Они были очень удобны.
Правда, отсутствие рифлёных следов на снегу говорили о том, что
в этой местности подошвы изготавливали неизвестным мне
способом.
Несмотря на то, что в сапогах мне было тепло, стопа ощущала все
неровности снежного наста, иногда вызывая неприятные ощущения.
Я был одет в засаленный тулуп из овчины не первой носки, его
вытертая поверхность говорила о том, что он пережил три или четыре
поколения разносортных хозяев.
На груди я увидел заштопанную заплату, из-под которой
пробивались бурые пятна потемневшей от времени крови.
Ого! Возможно в нём кого-то убили. Удар пришелся прямо в
сердце.
Меня позабавила мысль о том, что я ношу одежду, снятую с
мертвеца. По правде говоря, я их никогда не боялся.
Похвалив себя за фантазию, я переключил внимание на окружающие
строения.
Добротные кирпичные дома с трапециевидными фасадами пыхтели
уютом и теплом через свои дымоходы.
Преимущественно двухэтажные жилища источали ароматы своих
домашних очагов. Я представил, как хозяйки домов внутри стен
готовят свою стряпню. В целом городок оставлял впечатление милого
местечка.
Я пригляделся к людям. Странная одежда, обувь на мужчинах.
Белые передники на женщинах и немаловажная деталь: на верхней
одежде у людей отсутствовали карманы.
Я стал осматривать свой тулуп похлопывая себя по бокам, но так и
не нашел карманов. Зато обнаружил на поясе красивый охотничий нож с
деревянной ручкой.
Люди выглядели так, словно жители селения были родом из другой
эпохи.
Может тут фильм снимают? Но ни камер, ни прожекторов с
зонтами-отражателями, ни киношных фургонов, как правило, в изобилии
присутствующих недалеко от места съемок, не было видно.

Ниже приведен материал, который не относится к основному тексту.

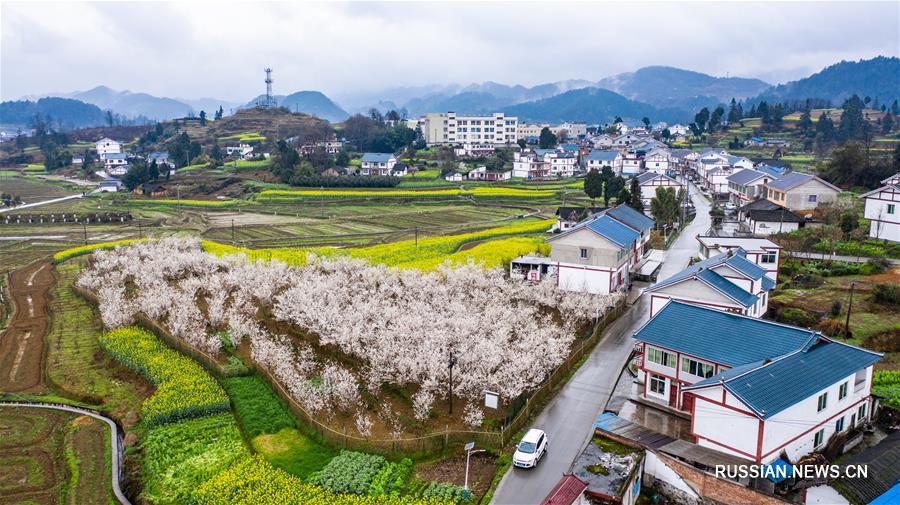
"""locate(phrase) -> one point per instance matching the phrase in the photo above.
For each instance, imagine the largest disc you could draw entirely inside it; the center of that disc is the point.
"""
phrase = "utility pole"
(849, 308)
(450, 363)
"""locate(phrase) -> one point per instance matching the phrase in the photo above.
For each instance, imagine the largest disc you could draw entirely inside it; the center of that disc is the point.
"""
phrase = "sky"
(202, 49)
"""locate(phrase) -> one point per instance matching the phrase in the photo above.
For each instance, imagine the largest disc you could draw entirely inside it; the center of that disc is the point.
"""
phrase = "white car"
(531, 449)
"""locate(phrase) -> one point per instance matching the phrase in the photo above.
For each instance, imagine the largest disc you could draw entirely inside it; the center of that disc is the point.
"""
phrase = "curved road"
(117, 450)
(568, 417)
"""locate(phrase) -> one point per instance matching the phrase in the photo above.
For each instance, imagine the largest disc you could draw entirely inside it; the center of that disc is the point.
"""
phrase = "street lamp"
(469, 446)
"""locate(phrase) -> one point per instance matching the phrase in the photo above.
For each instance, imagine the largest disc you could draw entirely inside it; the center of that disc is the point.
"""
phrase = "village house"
(762, 218)
(754, 388)
(595, 255)
(377, 164)
(453, 177)
(106, 146)
(727, 282)
(528, 165)
(799, 192)
(658, 161)
(483, 174)
(761, 251)
(651, 181)
(597, 159)
(747, 185)
(882, 210)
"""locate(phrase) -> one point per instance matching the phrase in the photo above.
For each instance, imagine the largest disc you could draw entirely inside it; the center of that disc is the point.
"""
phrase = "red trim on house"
(855, 405)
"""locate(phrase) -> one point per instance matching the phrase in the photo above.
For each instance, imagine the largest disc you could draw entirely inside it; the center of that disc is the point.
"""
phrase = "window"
(696, 368)
(819, 438)
(658, 384)
(823, 402)
(661, 357)
(859, 381)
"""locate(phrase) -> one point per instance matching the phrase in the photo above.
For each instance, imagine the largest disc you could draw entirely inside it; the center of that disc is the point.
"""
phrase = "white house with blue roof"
(755, 389)
(596, 254)
(728, 281)
(377, 164)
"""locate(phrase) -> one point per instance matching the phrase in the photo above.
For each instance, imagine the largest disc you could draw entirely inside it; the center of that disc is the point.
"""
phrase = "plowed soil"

Впереди плелась тяжело груженая повозка. Под вязанками хвороста
я сумел различить силуэты двух больших бочек. Рядом с повозкой,
понурив голову неторопливо плелся огромный монах.
Я мог поклясться, что ширина его плеч достигала метра, а рост
составлял два двадцать или около того.
Казалось, что он занимал больше места на узкой дороге, чем две
его лошади, впряженные в телегу.
Я быстро догонял повозку. Поравнявшись с монахом мне почему-то
захотелось его подколоть. Это была несвойственная дерзость.
— Батюшка, я вижу в этот раз вы нормально затарились
винишком.
Монах остановился, посмотрел по сторонам и убедившись, что нас
никто не видит грозно перевел взгляд на меня.